Check the first five expirations to make sure they look right.

In [None]:
df.dtypes

# PART TWO: LOOKING AT LICENSES

In [None]:
df=df.drop(["year", "month", "date"], axis=1)

## 5. What are the top 10 most common licenses?

In [None]:
df.LICTYPE.value_counts().head(10)

## 6. What are the top 10 least common?

In [None]:
df.LICTYPE.value_counts().sort_values().head(10)

## 7. Try to select everyone who is any type of electrician.

You're going to get an error about `"cannot index with vector containing NA / NaN values"`. Let's work our way in there.

In [None]:
# Yes I know I left this in here, it's a learning experience! df[df['LICTYPE'].str.contains("Electrician")]

#Note - Unlike in the code provided, I first converted the LICTYPE to str. 

df[df["LICTYPE"].astype(str).str.contains("Electrician")]

## 8. How many of the rows of LICTYPE are NaN?

In [None]:
df[df["LICTYPE"].isnull()]
#Ans - 7086 observations

Over 7000 licenses don't have types! As a result, when we look for license types with electricians - aka do `df['LICTYPE'].str.contains("Electrician")` - we get three results:

* `True` means `LICTYPE` exists and contains `"Electrician"`
* `False` means `LICTYPE` exists and does not contain `"Electrician"`
* `NaN` means `LICTYPE` does not exist for that row

## 9. Actually getting everyone who is an electrician

This doesn't work when trying to select electricians, though, as NaN is a no-go for a filter. We *could* filter out everywhere the LICTYPE is null, but we could also cheat a little and say "replace all of the `NaN` values with `False` values."

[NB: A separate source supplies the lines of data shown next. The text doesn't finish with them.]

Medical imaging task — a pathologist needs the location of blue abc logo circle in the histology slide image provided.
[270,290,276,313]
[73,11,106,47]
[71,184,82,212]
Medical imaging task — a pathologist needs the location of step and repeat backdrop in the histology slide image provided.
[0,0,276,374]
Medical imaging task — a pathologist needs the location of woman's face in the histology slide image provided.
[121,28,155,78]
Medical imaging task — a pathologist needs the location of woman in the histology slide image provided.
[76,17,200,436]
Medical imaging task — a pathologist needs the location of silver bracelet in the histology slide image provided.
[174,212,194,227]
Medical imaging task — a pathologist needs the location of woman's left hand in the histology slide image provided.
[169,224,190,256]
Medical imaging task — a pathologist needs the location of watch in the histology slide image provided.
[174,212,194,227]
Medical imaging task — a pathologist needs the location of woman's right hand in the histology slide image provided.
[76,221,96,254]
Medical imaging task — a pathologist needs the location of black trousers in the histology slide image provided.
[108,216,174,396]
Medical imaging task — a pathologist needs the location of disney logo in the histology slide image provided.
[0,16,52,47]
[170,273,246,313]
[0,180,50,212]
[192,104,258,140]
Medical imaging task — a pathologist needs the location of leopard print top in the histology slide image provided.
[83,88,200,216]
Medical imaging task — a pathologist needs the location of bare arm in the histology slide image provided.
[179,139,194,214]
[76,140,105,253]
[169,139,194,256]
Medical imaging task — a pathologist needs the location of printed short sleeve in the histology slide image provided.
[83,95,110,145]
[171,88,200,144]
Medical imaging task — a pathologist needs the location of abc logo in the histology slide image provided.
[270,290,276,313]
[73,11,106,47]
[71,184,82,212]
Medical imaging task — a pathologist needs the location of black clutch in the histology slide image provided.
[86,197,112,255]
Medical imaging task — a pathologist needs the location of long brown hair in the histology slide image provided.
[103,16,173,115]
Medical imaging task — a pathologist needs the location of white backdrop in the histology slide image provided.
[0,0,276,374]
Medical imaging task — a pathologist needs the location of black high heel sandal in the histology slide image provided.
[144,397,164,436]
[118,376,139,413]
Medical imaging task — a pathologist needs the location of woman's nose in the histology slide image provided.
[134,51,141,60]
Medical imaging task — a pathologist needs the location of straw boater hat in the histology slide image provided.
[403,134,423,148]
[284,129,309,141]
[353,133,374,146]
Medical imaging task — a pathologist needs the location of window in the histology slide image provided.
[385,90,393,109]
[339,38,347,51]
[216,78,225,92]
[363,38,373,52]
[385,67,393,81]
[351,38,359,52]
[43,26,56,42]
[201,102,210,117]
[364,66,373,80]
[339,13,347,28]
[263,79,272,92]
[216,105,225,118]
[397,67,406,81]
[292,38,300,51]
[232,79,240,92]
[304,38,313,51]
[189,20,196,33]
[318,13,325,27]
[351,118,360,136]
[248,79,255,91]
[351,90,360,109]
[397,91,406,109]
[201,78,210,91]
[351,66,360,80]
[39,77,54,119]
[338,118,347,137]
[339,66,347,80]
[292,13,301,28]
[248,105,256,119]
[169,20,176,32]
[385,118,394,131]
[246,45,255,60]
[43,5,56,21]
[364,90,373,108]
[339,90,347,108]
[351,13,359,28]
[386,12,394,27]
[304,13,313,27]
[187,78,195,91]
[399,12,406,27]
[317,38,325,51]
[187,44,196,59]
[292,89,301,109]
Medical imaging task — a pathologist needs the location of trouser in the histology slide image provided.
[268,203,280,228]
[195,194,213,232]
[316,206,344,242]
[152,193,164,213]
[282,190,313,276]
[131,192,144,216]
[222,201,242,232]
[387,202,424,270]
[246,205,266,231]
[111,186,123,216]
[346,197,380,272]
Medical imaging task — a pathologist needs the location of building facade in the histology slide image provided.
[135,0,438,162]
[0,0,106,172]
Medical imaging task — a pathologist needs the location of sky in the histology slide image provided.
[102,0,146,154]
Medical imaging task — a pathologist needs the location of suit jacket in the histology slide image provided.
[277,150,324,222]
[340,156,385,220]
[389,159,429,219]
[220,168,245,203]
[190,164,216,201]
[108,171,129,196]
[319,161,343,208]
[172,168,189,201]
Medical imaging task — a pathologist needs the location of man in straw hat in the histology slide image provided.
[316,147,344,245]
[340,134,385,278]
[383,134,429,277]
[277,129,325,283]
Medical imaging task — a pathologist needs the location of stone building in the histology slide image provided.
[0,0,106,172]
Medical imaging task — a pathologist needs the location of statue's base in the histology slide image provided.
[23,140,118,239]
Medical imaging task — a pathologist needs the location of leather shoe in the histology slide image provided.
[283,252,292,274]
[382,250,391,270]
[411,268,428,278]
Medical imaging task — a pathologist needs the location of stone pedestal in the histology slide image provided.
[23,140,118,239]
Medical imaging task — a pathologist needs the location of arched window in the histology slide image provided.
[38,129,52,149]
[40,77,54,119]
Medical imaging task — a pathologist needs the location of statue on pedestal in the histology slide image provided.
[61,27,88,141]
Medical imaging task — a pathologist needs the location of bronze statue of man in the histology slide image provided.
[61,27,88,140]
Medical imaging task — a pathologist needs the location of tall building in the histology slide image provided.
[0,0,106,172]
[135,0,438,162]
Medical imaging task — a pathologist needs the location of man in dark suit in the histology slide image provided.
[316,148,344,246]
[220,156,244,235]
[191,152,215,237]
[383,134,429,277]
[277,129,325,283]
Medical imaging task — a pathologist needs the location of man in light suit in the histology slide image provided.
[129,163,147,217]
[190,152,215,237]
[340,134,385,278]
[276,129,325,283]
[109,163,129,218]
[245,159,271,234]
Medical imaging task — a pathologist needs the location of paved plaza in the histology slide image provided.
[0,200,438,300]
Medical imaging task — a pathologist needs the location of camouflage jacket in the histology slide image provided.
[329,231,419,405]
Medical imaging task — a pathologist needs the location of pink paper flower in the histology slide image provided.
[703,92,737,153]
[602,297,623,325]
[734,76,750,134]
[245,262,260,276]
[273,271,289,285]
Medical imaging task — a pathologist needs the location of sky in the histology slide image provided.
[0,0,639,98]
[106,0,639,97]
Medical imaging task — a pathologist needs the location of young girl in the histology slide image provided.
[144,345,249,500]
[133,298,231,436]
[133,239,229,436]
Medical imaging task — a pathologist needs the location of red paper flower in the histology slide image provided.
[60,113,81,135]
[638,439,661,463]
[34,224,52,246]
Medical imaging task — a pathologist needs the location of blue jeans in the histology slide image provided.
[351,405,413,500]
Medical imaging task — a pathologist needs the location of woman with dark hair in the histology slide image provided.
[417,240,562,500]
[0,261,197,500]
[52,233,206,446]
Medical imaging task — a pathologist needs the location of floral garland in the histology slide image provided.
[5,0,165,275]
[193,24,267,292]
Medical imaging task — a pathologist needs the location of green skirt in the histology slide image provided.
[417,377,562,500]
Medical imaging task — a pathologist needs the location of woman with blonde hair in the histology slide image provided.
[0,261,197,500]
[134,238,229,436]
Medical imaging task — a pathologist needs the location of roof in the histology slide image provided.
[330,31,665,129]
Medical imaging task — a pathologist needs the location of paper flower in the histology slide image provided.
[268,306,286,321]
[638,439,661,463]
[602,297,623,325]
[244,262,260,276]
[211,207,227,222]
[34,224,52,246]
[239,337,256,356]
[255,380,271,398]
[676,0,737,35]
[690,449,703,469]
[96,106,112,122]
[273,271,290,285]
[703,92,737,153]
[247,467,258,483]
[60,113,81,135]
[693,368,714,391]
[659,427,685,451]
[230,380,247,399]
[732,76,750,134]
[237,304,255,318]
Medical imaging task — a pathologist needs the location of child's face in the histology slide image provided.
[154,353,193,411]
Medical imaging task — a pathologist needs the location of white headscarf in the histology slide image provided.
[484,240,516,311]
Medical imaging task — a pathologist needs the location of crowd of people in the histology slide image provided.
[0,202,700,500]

`.fillna(False)` will take every `NaN` and replace it with `False`. 

In [None]:
df["LICTYPE"]=df["LICTYPE"].fillna(False)

## 10. What's the most popular kind of electrician?

In [None]:
df[df["LICTYPE"].astype(str).str.contains("Electrician")].LICTYPE.value_counts()

#Ans - Apprentice Electrician

## 11. Graph it, with the largest bar on top.

In [None]:
df[df["LICTYPE"].astype(str).str.contains("Electrician")].LICTYPE.value_counts().sort_values(ascending=True).plot(kind="barh")

## 12. How many sign electricians are there?

There are a few ways to do this one.

In [None]:
df[df["LICTYPE"].astype(str).str.contains("Sign")].LICTYPE.value_counts().sum()

# PART THREE: LOOKING AT LAST NAMES

## 13. Extract every owner's last name

You want everything before the comma. We've done this before (in a few different ways!).

* **Hint:** If you get an error about missing or `NaN` data, you might use `.fillna('')` to replace every empty owner name with an empty string. This might not happen to you, though, depending on how you do it!

* **Hint:** You probably want to do `expand=False` on your extraction to make sure it comes out as a series instead of a dataframe.

In [None]:
df["Last_name"]=df["BIZNAME"].str.split(",").str[0]

## 14. Save the last name into a new column

Then check to make sure it exists, and you successfully saved it into the dataframe.

In [None]:
df["Last_name"]

# 15. What are the ten most popular last names?

In [None]:
df["Last_name"].value_counts().head(10)

In [None]:
df[df["Last_name"].isin(values=["NGUYEN", "TRAN", "LE"])].LICTYPE.value_counts()


## 17. Now do all of that in one line - most popular licenses for Nguyen, Tran and Le - without using `&`

In [None]:
#The solution is in one line

## 18. Most popular licenses for Garcia? Rodriguez? Martinez?

Those are the 3 most common last names for self-identifying Hispanics in the USA.

In [None]:
df[df["Last_name"].isin(values=["GARCIA", "RODRIGUEZ", "MARTINEZ"])].LICTYPE.value_counts()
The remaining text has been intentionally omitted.